Die Karausche ist ein Fischart, die zur Familie der Karpfenfische gehört. Ihr wissenschaftlicher Name ist Carassius carassius.

Die Karausche ist in Europa weit verbreitet und lebt vor allem in stehenden und langsam fließenden Gewässern wie Teichen, Seen, Flüssen und Kanälen. Sie bevorzugt warme Gewässer und ist tolerant gegenüber verschiedenen Umweltbedingungen.
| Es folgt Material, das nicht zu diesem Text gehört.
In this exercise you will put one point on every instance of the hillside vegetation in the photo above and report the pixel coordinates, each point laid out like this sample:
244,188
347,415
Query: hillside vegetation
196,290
Karauschen haben einen abgeflachten, seitlich hochrückigen Körper mit kleinen Schuppen. Sie erreichen eine maximale Länge von etwa 40 cm und ein Gewicht von bis zu 2 kg. Die Färbung variiert je nach Lebensraum, kann aber von olivgrün bis grau oder bräunlich sein. Die Bauchseite ist meist heller.

Diese Fischart ernährt sich hauptsächlich von pflanzlicher Kost wie Algen, Wasserpflanzen und auch von Insektenlarven. Sie sind Allesfresser und können auch Brot, Mais und andere Nahrungsmittel aus der Umgebung aufnehmen.

Karauschen haben eine hohe Fortpflanzungsrate und können ab einem Alter von zwei bis drei Jahren laichen. Die Eiablage erfolgt in dichten Wasserpflanzen oder auf flachen, schlammigen Stellen.

In einigen Regionen Europas wie beispielsweise Großbritannien wurde die Karausche als Zielfisch für Angler populär. Sie wird auch in einigen Teichen und Seen gehalten, um das Gewässer zu pflegen und zu unterstützen.

Insgesamt ist die Karausche eine relativ häufige und anspruchslose Fischart, die in verschiedenen Gewässertypen vorkommt.